A pequena ilha no Pacífico adquiriu nos últimos tempos a capacidade de, vira e mexe, pôr lenha na fogueira da geopolítica mundial

Por Amanda Péchy, de Taipé
Atualizado em 10 Maio 2024, 13h11 - Publicado em 10 Maio 2024, 06h00

Pequena ilha no Pacífico com área pouco maior que a do estado de Alagoas, Taiwan adquiriu nos últimos tempos a capacidade de, vira e mexe, pôr lenha na fogueira da geopolítica mundial, ao emitir e refletir sinais que alimentam a feroz competição entre Estados Unidos e China pela hegemonia global. Expoente do capitalismo plantado na porta do gigante comunista desde a ascensão de Mao Tsé-tung, há 75 anos, o território desenvolveu com o tempo a habilidade de se posicionar nessa sensível corda bamba. Agora, o cenário mudou: sob o comando do todo-poderoso presidente Xi Jinping, a “reunificação” virou ponto de honra tanto para o governo de Pequim, que anuncia a intenção de estender seu domínio à ilha, quanto para Washington, que promete fazer de tudo para que isso não aconteça.

PREPARO - Academia Kuma: Klaus (sentado, à esq.) ensina táticas de defesa
PREPARO - Academia Kuma: Klaus (sentado, à esq.) ensina táticas de defesa (//Arquivo pessoal)

Quem caminha pelas largas avenidas da capital, Taipé, repletas de gente, arranha-céus, templos, museus, áreas verdes e cafeterias onde se vende o típico e onipresente chá de bolhas, não percebe esse estado de tensão. Os 23 milhões de taiwaneses desfrutam dos melhores sistemas de saúde e educação públicas do mundo, de taxas de criminalidade diminutas (é o terceiro lugar mais seguro do planeta), e têm renda per capita de 34.400 dólares, mais alta do que no Japão, Portugal e Arábia Saudita. “São coisas que não teríamos sob o regime comunista chinês”, diz a arquiteta Ruby Lu Pinham, 25 anos. A pujança é consequência direta de uma peça central na disputa entre China e EUA: a indústria local de semicondutores, que responde por 15% do PIB. Espinha dorsal do mundo interconectado, esse componente, que conduz correntes elétricas na forma de microchips, está presente em todos os cantos do universo eletrônico.
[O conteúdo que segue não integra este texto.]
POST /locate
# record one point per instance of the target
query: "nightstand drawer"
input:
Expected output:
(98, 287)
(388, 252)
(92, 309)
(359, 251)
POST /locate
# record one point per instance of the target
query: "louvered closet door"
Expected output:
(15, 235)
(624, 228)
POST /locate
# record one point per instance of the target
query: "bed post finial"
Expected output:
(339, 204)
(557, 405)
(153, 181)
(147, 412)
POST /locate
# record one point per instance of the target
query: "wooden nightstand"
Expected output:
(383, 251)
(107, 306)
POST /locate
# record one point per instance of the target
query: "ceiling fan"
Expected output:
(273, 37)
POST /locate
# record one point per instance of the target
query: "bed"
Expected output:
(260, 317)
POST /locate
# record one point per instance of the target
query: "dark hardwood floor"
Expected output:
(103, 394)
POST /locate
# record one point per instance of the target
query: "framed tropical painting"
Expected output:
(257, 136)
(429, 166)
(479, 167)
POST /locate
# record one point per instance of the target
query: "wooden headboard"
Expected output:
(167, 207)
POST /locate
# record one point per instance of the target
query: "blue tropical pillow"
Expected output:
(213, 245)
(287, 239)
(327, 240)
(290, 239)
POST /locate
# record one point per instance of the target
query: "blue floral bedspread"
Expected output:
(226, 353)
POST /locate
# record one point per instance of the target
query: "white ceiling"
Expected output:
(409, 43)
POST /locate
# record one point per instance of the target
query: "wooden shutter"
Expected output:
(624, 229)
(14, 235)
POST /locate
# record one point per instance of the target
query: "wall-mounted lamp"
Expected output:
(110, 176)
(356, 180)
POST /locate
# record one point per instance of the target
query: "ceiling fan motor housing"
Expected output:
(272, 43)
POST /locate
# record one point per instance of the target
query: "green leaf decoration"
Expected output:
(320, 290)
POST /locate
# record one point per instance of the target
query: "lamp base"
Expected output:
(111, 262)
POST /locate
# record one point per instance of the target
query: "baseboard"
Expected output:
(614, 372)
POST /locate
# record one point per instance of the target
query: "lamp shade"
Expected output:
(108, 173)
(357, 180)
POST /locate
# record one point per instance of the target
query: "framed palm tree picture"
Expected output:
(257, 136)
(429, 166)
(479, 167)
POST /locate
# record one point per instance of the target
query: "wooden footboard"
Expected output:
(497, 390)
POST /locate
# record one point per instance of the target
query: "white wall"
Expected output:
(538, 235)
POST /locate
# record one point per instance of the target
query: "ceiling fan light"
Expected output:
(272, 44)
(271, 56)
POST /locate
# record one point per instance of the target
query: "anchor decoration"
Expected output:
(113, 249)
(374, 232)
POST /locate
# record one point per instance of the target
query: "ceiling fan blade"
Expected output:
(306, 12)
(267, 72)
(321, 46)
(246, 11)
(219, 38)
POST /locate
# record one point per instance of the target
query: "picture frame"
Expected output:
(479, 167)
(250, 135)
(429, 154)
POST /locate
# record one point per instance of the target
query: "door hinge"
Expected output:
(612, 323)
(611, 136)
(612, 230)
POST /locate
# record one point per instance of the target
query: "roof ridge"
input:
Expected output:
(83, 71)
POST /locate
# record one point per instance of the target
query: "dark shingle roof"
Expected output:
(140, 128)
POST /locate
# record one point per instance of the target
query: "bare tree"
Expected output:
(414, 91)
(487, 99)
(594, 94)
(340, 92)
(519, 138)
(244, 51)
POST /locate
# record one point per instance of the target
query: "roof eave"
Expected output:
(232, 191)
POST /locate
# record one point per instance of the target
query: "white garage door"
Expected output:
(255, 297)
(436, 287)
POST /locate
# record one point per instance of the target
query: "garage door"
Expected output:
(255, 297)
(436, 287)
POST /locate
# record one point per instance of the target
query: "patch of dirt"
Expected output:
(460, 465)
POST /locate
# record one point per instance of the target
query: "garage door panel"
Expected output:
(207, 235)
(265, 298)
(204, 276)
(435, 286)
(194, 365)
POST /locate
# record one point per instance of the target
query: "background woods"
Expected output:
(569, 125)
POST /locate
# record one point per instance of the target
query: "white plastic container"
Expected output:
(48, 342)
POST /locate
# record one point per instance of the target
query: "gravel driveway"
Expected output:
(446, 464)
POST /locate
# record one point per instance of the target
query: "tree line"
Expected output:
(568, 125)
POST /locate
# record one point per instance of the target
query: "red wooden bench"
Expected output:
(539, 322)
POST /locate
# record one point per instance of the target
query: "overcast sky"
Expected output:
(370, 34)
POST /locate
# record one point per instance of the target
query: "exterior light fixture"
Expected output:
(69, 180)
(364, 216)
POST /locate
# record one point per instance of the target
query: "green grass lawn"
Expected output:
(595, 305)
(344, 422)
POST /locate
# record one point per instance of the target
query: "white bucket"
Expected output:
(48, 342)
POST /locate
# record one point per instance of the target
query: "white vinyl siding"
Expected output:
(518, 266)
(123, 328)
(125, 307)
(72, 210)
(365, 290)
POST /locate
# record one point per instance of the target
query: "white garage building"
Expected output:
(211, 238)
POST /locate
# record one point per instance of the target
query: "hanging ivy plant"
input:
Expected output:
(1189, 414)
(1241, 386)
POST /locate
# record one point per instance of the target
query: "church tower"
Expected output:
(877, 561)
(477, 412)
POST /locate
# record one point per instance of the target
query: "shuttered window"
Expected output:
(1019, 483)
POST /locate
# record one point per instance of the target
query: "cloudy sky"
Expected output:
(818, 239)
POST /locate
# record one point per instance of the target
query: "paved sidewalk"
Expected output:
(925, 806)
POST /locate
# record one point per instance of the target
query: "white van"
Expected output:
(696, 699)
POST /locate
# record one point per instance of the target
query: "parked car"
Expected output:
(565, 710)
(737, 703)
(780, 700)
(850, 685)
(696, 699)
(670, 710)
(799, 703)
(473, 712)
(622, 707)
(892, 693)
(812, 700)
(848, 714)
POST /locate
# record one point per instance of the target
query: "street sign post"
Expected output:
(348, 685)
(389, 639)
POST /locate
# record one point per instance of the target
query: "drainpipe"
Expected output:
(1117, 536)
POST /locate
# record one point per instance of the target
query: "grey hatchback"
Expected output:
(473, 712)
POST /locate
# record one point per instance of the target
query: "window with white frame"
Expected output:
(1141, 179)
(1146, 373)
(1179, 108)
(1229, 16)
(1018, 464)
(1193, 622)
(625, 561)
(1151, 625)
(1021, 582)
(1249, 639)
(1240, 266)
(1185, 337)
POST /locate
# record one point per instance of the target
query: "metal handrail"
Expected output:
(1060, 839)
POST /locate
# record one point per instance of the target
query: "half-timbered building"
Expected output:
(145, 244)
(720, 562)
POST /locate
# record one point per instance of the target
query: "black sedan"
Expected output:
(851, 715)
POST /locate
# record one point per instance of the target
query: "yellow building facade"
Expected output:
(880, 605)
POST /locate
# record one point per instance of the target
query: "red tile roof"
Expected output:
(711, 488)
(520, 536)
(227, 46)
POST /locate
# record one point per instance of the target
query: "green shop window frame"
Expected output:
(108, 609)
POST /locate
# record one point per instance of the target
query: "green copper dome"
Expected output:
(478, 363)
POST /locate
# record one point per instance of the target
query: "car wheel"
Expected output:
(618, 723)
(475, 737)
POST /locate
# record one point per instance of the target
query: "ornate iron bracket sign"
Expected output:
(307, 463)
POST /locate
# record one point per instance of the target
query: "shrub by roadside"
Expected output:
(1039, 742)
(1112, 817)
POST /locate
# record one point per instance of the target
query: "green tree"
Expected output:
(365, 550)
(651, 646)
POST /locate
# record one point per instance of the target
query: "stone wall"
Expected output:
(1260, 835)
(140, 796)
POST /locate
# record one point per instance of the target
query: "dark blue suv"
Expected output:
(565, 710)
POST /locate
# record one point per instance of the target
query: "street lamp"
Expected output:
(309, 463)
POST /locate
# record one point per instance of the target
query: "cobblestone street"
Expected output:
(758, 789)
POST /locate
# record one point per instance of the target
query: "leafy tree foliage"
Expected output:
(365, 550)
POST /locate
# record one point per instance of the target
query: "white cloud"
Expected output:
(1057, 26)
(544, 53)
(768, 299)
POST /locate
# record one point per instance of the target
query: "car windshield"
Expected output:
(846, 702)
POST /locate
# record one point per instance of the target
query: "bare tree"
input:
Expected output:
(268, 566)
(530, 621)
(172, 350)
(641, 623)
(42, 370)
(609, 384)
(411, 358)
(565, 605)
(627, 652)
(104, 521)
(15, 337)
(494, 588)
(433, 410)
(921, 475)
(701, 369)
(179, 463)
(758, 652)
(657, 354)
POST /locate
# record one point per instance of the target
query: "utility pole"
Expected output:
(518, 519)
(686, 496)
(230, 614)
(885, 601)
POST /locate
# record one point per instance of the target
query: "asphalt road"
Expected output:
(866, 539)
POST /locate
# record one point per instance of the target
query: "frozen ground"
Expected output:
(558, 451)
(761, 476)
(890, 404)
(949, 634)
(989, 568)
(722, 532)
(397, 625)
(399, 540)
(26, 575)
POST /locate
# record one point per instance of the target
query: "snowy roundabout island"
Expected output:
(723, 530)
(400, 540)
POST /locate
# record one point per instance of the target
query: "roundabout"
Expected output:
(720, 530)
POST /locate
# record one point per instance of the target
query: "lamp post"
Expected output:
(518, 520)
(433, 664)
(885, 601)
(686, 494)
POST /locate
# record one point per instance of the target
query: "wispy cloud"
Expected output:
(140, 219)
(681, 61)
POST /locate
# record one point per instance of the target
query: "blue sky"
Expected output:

E Taiwan, por meio de praticamente uma única empresa, a TSMC, fabrica 60% dos semicondutores do globo e mais de 90% dos modelos mais avançados.

Suprir as indústrias do planeta de microchips essenciais para sua existência criou uma espécie de “escudo de silício” para a pequena ilha, ao garantir aliados no caso de uma invasão chinesa. “Não é apenas problema nosso, é do mundo todo”, disse a VEJA o chanceler taiwanês Jo­seph Wu. Até algum tempo atrás, a dependência dos chips taiwaneses era bem administrada por todas as partes, mas o clima de hostilidade entre Pequim e Washington chacoalhou esse comércio — os Estados Unidos impõem crescentes taxas e sanções ao fornecimento de componentes eletrônicos à China, e Taiwan está cortando laços com seu maior cliente. O dragão asiático direcionou 50 bilhões de dólares à produção local de semicondutores, com o objetivo de atender a 70% da demanda interna até 2025. Os Estados Unidos, por sua vez, aprovaram um aporte de 53 bilhões de dólares para impulsionar a proliferação de fábricas de chip em seu entorno — a própria TSMC está erguendo uma megaplanta no estado do Arizona. “As restrições fizeram Taiwan se afastar dos chineses”, diz Scott Kennedy, pesquisador do Centro de Estudos Estratégicos e Internacionais. No primeiro trimestre deste ano, Washington desbancou Pequim pela primeira vez como principal destino das exportações da ilha, com compras no valor de 26 bilhões de dólares.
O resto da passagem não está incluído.